Downloading Wikipedia Dumps

  1. Visit dumps.wikimedia.org/dewiki and ddumps.wikimedia.org/enwiki
  2. Choose the latest timestamp directory
  3. Download the two topmost files: *-pages-articles-multistream.xml.bz2 and *-pages-articles-multistream-index.txt.bz2

Setting Up Environment Variables

You need to set several environment variables that define the user agent, database path, and paths to the Wikipedia dump files.

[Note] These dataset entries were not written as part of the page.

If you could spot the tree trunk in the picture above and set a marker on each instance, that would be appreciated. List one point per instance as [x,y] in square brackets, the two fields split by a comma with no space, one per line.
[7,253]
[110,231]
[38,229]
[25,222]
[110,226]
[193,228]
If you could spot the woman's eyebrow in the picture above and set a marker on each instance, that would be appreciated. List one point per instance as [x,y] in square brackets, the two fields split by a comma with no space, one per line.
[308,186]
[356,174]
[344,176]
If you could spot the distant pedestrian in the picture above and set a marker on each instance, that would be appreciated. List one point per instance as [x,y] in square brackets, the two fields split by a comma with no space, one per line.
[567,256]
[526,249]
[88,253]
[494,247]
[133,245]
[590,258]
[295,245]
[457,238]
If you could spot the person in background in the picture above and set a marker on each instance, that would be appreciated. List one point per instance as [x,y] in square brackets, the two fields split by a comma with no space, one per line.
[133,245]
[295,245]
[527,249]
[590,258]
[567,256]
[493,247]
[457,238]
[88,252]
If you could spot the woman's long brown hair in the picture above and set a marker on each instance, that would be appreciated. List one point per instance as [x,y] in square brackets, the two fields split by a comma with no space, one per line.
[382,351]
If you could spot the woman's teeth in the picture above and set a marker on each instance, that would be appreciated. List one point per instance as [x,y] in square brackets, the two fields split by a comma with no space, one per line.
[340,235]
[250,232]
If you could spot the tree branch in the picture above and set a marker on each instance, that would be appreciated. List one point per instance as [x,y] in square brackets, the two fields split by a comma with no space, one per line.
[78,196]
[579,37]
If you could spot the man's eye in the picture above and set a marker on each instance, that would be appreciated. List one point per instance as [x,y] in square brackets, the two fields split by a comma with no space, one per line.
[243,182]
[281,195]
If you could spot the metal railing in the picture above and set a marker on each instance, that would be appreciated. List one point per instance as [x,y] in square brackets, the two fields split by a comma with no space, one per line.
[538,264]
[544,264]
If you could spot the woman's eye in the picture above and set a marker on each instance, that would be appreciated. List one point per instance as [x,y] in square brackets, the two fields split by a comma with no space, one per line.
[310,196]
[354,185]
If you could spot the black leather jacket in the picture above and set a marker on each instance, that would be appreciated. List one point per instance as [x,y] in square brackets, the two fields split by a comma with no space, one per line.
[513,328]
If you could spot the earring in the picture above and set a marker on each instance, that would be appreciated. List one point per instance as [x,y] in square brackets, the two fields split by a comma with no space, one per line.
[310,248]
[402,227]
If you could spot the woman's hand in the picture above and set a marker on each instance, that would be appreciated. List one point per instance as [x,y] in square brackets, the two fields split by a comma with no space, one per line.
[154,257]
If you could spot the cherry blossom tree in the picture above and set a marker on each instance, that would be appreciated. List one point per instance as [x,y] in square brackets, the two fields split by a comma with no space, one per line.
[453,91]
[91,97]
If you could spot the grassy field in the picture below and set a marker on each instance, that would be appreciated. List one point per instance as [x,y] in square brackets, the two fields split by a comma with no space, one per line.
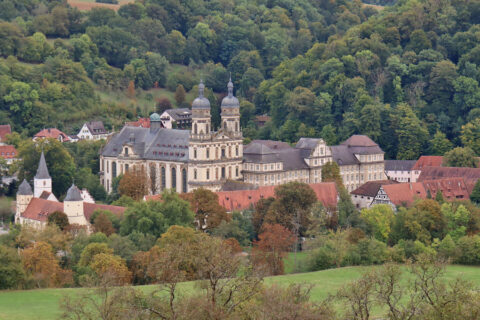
[43,304]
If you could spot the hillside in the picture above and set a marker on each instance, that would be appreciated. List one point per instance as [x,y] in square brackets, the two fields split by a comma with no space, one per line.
[43,304]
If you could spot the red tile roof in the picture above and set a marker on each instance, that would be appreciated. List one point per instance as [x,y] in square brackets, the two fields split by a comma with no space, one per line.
[39,209]
[452,188]
[469,175]
[428,161]
[8,152]
[405,193]
[4,130]
[142,122]
[245,199]
[52,133]
[371,188]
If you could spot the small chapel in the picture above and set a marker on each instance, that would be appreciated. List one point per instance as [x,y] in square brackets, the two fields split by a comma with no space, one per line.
[34,206]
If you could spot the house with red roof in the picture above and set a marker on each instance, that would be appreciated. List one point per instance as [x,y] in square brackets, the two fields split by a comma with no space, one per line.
[239,200]
[34,206]
[4,130]
[363,196]
[52,133]
[425,162]
[405,194]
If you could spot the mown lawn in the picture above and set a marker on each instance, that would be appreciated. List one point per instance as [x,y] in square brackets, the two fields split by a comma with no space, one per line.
[42,304]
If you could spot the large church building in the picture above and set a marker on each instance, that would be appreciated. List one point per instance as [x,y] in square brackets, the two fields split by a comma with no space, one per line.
[180,159]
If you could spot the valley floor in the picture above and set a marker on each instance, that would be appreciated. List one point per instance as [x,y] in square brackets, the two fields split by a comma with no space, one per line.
[43,304]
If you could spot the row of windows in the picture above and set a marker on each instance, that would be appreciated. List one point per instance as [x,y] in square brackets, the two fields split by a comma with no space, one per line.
[223,151]
[222,171]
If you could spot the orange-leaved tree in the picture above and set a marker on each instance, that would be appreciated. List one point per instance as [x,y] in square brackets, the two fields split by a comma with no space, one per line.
[273,244]
[208,212]
[41,264]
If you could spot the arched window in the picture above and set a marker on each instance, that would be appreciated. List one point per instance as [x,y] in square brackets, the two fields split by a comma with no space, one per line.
[114,169]
[174,178]
[164,182]
[153,178]
[184,180]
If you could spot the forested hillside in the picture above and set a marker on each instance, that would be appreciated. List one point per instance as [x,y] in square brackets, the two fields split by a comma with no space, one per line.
[406,75]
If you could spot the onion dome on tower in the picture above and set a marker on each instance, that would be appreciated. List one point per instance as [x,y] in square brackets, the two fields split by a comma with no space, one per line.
[230,101]
[201,102]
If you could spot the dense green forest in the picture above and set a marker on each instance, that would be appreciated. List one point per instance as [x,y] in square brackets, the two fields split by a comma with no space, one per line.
[406,75]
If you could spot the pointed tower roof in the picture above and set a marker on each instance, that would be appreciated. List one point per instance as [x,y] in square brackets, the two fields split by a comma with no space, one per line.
[73,194]
[42,171]
[25,189]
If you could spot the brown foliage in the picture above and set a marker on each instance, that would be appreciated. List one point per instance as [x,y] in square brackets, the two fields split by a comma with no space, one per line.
[42,265]
[271,248]
[134,184]
[131,90]
[180,94]
[163,104]
[208,212]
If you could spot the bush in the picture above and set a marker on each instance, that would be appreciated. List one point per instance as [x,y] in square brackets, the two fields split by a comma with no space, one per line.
[469,247]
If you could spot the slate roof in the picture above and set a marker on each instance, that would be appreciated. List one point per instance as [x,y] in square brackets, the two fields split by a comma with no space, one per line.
[8,152]
[399,165]
[73,194]
[326,193]
[428,161]
[25,189]
[42,171]
[96,127]
[4,130]
[141,122]
[52,133]
[180,114]
[39,209]
[370,189]
[343,156]
[268,151]
[152,144]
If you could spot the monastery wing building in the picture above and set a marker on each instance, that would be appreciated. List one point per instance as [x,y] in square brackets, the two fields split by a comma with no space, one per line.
[269,163]
[180,159]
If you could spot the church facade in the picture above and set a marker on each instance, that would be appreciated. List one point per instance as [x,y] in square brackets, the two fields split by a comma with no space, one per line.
[180,159]
[34,206]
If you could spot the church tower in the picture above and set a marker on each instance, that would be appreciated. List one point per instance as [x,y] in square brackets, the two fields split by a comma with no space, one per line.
[73,206]
[201,120]
[231,113]
[42,181]
[24,196]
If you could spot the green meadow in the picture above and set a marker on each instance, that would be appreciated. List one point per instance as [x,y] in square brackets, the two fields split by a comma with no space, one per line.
[43,304]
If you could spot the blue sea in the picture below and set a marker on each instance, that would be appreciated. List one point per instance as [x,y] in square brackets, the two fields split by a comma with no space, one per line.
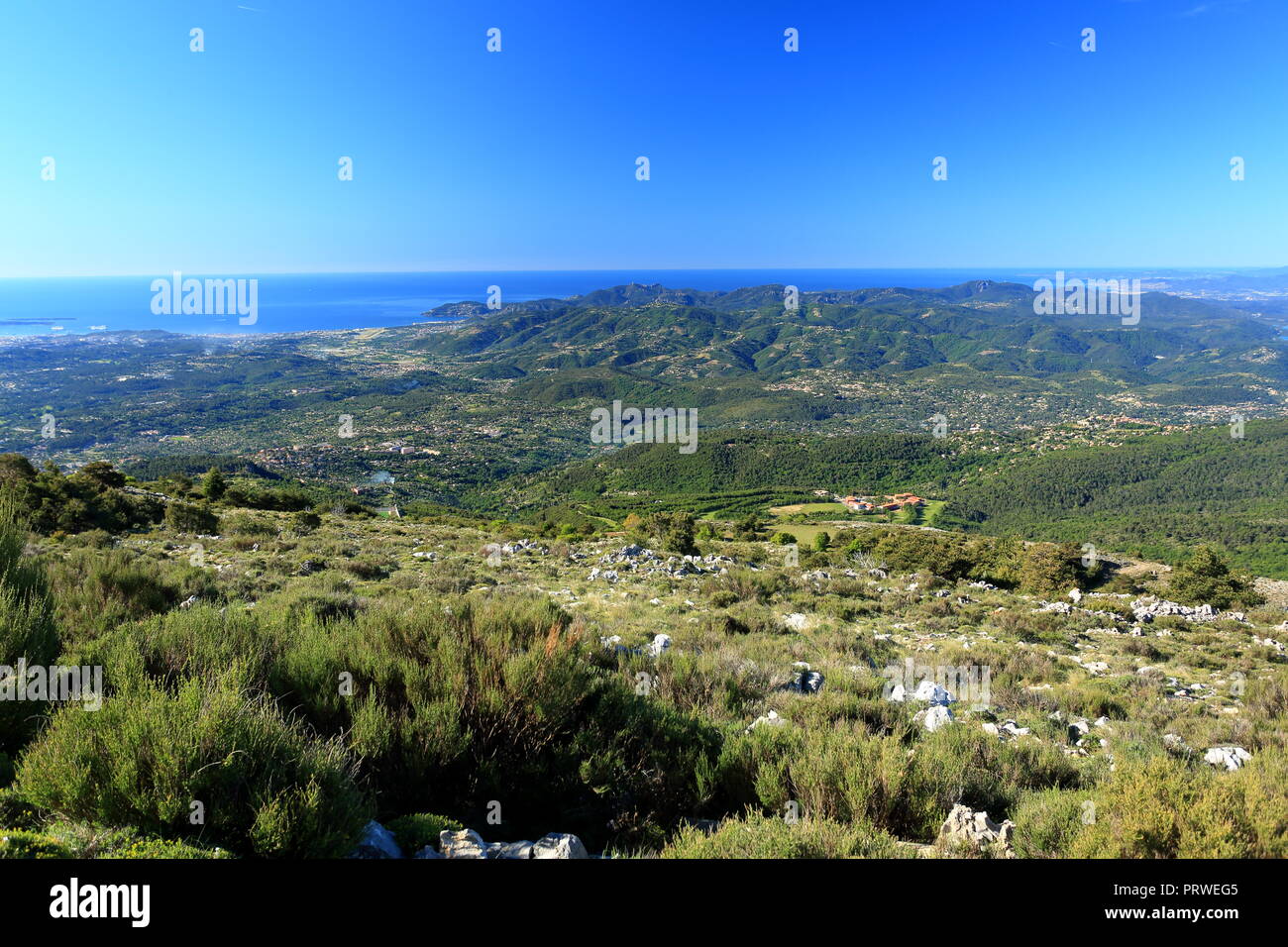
[304,302]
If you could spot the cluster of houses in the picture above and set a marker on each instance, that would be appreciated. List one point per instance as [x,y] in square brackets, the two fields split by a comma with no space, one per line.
[857,504]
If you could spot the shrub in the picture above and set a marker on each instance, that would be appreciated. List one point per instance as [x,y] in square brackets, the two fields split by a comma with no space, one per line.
[674,532]
[421,828]
[18,843]
[267,785]
[768,836]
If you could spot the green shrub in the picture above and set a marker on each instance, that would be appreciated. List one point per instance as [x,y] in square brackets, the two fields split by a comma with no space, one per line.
[768,836]
[421,828]
[1206,578]
[185,517]
[27,630]
[267,785]
[18,843]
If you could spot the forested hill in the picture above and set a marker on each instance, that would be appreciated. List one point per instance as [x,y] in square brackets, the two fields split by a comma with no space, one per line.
[991,328]
[737,460]
[1154,496]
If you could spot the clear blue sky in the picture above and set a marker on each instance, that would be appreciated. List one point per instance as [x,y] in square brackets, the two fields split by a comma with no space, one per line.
[226,161]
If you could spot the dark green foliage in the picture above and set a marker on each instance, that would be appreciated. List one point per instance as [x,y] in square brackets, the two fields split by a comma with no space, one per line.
[90,499]
[185,517]
[214,484]
[266,784]
[27,630]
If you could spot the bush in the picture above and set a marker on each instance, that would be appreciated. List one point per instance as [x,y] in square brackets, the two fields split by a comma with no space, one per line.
[1050,569]
[267,785]
[768,836]
[27,631]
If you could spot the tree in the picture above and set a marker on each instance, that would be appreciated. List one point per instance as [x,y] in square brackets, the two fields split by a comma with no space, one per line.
[214,486]
[1206,579]
[305,521]
[674,532]
[1051,569]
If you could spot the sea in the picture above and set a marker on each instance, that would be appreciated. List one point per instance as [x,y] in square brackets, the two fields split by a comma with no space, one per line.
[309,302]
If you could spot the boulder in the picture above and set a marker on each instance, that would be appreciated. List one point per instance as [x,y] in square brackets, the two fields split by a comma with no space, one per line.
[463,844]
[771,719]
[932,718]
[1229,758]
[559,845]
[977,831]
[376,841]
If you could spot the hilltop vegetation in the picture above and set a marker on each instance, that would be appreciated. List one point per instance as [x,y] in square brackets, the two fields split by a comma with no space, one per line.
[389,575]
[309,676]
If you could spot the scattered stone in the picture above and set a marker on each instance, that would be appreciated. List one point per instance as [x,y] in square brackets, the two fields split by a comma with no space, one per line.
[464,844]
[376,841]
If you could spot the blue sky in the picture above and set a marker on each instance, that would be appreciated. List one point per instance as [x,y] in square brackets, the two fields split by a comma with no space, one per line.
[226,161]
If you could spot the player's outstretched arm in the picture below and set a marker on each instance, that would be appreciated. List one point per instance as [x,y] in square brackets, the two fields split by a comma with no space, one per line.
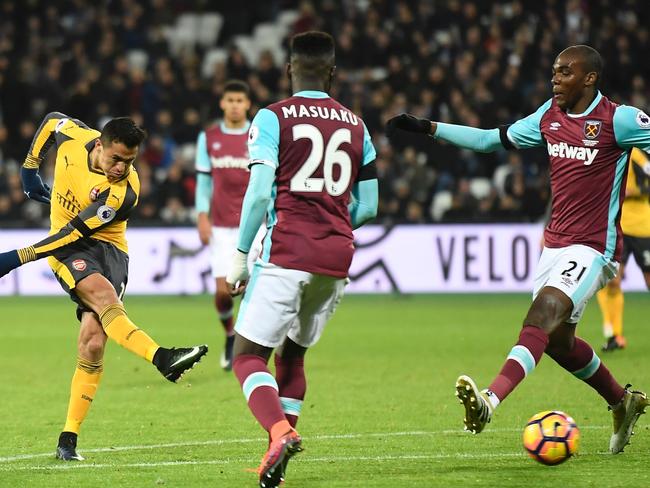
[365,201]
[254,206]
[203,189]
[112,205]
[33,185]
[480,140]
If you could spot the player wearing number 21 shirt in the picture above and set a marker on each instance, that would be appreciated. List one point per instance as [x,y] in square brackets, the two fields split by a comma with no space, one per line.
[313,177]
[589,140]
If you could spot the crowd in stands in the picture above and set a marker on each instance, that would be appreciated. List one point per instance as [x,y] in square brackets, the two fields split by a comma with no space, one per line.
[165,62]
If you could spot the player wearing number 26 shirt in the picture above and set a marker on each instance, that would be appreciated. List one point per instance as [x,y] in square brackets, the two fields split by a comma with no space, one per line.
[313,177]
[589,139]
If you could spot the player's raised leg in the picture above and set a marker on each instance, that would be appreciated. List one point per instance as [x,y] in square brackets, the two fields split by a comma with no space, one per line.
[291,379]
[581,360]
[262,395]
[97,293]
[550,308]
[85,381]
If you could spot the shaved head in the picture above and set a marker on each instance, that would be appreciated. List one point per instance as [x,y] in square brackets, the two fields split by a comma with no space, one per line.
[592,62]
[312,57]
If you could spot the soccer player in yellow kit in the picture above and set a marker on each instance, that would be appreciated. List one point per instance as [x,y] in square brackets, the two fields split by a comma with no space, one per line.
[635,223]
[95,188]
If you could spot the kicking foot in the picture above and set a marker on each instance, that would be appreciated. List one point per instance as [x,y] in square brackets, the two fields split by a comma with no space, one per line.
[173,363]
[274,462]
[66,450]
[614,343]
[478,411]
[625,415]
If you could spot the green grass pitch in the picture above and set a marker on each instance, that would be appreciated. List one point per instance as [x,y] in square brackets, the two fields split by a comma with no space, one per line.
[380,409]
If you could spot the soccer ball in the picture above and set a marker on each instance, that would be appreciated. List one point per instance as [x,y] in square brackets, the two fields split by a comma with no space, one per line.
[551,437]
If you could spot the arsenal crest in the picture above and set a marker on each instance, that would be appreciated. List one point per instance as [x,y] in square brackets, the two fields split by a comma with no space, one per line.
[94,193]
[592,128]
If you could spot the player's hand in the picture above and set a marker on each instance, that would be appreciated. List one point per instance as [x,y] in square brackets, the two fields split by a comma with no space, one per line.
[33,185]
[408,123]
[205,228]
[238,274]
[8,261]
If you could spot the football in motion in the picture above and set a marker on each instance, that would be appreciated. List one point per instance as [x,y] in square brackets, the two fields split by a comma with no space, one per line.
[551,437]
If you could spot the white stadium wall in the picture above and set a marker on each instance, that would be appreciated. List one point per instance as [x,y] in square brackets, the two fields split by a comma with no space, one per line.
[405,259]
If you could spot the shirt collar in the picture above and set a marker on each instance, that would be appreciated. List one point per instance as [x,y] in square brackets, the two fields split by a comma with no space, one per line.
[599,97]
[241,130]
[311,94]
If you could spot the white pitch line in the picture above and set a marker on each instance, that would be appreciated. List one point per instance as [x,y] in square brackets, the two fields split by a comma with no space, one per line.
[406,457]
[217,442]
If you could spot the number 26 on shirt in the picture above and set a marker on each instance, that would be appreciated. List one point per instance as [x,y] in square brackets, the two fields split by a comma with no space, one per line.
[331,156]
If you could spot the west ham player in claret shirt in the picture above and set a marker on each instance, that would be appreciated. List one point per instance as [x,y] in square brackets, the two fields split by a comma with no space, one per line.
[589,139]
[221,181]
[314,179]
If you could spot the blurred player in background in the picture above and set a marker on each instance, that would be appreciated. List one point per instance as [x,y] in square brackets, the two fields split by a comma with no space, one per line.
[95,189]
[313,176]
[222,177]
[635,224]
[589,140]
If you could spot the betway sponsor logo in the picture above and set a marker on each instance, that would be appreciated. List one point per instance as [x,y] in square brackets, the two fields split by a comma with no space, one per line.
[327,113]
[229,162]
[563,150]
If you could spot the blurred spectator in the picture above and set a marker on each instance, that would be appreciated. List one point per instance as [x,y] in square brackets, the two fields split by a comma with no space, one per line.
[470,62]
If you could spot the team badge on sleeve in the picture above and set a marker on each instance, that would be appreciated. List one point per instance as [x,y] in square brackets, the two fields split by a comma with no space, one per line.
[59,125]
[642,119]
[592,128]
[253,133]
[105,213]
[94,193]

GAG_USER_AGENT="GAG-Network (your-email@example.com)"
GAG_DATABASE="/path/to/database"
GAG_WIKIDUMP_DE="/path/to/german/wikipedia-dump.xml.bz2"
GAG_WIKIDUMP_DE_INDEX="/path/to/german/wikipedia-dump-index.txt.bz2" 
GAG_WIKIDUMP_EN="/path/to/english/wikipedia-dump.xml.bz2"
GAG_WIKIDUMP_EN_INDEX="/path/to/english/wikipedia-dump-index.txt.bz2" 

Running the Project

The project's main script (main.py) orchestrates the entire process of data collection, processing, and visualization creation. You can run it in different modes depending on your needs.

Usage

You can run main.py in three different modes:

  1. Full Process

    To run the entire process (refresh data and create save):

    python main.py
    

    This will execute all steps in order:

    • Create the database
    • Transform icons
    • Build the network
    • Minimize the build
  2. Refresh Data Only

    To only refresh the data without creating a new save:

    python main.py --data
    

    This will run:

    • Create the database
    • Transform icons
  3. Create Save Only

    To create a new preloaded network save without refreshing data:

    python main.py --preload
    

    This will run:

    • Build the network
    • Minimize the build

Output

After running main.py, you will have:

  • A SQLite database with scraped and processed data
  • JavaScript files containing network data and metadata
  • A preloaded network save for faster initial loading

Notes

  • The full process can be time-consuming, especially when processing complete Wikipedia dumps. Ensure you have sufficient computational resources available.
  • If you encounter any issues, check the console output for error messages and ensure all prerequisites are correctly set up.
  • The --data option is useful when you want to update the underlying data without regenerating the visualization.
  • The --preload option is helpful when you've made changes to the visualization code but don't need to refresh the underlying data.

After running the script, you can view the visualization by opening the visualize/index.html or build/index.html in a web browser. An up-to-date build can also be found at Dr-Lego/gag-network-build.